The training was held online over Zoom. It basically comprised of workshops with participants split up into teams, and lectures. The day before the training, I received an e-mail including the following content:

  • Scrum Guide
  • Glossary
  • Text
  • Zoom
  • Worksheets for Each Team
    • I received a URL for an online white board tool called MURAL.
    • I was able to download completed worksheets in PDF format.

The content of the actual course was in-depth academic study into Scrum Master, including its history, what you should do with it, and what actions you need to take to achieve that.

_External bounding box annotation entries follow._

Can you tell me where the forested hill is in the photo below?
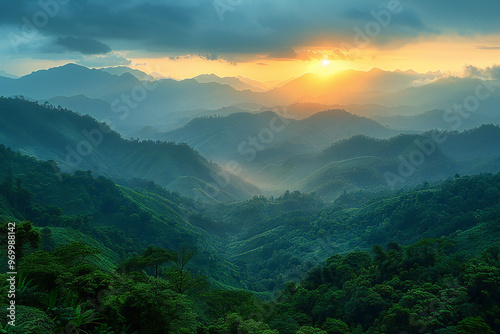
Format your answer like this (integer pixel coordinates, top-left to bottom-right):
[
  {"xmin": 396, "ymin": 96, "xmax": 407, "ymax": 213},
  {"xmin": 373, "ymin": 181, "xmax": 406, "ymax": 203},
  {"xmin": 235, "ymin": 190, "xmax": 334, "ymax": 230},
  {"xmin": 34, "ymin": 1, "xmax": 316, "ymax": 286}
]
[
  {"xmin": 0, "ymin": 98, "xmax": 260, "ymax": 201},
  {"xmin": 0, "ymin": 146, "xmax": 500, "ymax": 334}
]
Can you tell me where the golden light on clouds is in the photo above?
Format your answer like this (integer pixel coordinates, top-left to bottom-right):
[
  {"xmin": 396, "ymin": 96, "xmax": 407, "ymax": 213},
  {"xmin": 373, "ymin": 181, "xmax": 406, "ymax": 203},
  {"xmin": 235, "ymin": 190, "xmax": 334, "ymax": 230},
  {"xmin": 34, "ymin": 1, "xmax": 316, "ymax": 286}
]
[{"xmin": 131, "ymin": 35, "xmax": 500, "ymax": 81}]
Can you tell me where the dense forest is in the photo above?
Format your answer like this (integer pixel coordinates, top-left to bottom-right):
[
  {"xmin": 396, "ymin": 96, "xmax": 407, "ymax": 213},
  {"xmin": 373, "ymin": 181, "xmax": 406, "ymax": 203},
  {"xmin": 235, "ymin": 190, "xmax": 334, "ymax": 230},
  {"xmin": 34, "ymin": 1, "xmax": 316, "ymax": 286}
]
[{"xmin": 0, "ymin": 146, "xmax": 500, "ymax": 334}]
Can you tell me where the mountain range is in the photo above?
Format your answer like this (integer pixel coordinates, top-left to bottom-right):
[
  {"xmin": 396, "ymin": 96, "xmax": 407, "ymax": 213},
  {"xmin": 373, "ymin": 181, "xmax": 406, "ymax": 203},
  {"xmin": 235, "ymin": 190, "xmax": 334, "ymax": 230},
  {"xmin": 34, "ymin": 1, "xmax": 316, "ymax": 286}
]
[{"xmin": 0, "ymin": 98, "xmax": 261, "ymax": 201}]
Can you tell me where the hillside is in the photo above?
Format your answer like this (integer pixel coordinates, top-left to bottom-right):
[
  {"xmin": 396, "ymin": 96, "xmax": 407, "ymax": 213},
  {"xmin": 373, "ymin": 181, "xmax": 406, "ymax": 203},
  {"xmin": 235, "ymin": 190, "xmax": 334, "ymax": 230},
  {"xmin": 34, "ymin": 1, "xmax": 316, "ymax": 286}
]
[
  {"xmin": 153, "ymin": 110, "xmax": 397, "ymax": 164},
  {"xmin": 0, "ymin": 146, "xmax": 500, "ymax": 334},
  {"xmin": 0, "ymin": 98, "xmax": 260, "ymax": 201}
]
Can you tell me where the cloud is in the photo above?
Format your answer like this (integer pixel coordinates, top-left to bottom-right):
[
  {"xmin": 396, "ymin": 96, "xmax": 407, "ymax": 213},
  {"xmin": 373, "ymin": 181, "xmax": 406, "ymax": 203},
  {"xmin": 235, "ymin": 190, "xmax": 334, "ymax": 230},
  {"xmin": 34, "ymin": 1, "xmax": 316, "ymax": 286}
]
[
  {"xmin": 0, "ymin": 0, "xmax": 500, "ymax": 59},
  {"xmin": 465, "ymin": 65, "xmax": 500, "ymax": 80},
  {"xmin": 76, "ymin": 53, "xmax": 132, "ymax": 67},
  {"xmin": 55, "ymin": 37, "xmax": 111, "ymax": 55},
  {"xmin": 198, "ymin": 53, "xmax": 220, "ymax": 60},
  {"xmin": 476, "ymin": 45, "xmax": 500, "ymax": 50}
]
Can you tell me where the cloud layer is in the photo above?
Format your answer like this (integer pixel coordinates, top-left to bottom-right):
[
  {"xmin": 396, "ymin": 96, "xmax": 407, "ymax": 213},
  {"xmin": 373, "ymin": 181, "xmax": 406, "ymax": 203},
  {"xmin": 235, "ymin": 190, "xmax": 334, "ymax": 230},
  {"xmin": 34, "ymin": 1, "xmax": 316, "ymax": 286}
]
[{"xmin": 0, "ymin": 0, "xmax": 500, "ymax": 59}]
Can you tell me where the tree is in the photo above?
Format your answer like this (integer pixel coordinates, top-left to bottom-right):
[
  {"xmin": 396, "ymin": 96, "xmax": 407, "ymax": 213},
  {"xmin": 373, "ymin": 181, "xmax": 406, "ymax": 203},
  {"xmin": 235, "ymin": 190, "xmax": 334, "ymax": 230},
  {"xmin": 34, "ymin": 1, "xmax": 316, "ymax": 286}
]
[
  {"xmin": 457, "ymin": 317, "xmax": 494, "ymax": 334},
  {"xmin": 163, "ymin": 248, "xmax": 206, "ymax": 294},
  {"xmin": 321, "ymin": 318, "xmax": 351, "ymax": 334},
  {"xmin": 121, "ymin": 278, "xmax": 196, "ymax": 334},
  {"xmin": 0, "ymin": 221, "xmax": 41, "ymax": 262}
]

With regard to organizing members, team-building exercises were held immediately before the training began where I got to know the other members I would be working with for the first time. I took the training together with a number of colleagues from my company, but a lot of care was put in to not pair people up with other people from the same companies or similar industries. In my team, I was paired with people from completely different industry backgrounds. Because of this, I was made aware of different views and exposed to different knowledge sets that I would not be able to experience in my daily work duties.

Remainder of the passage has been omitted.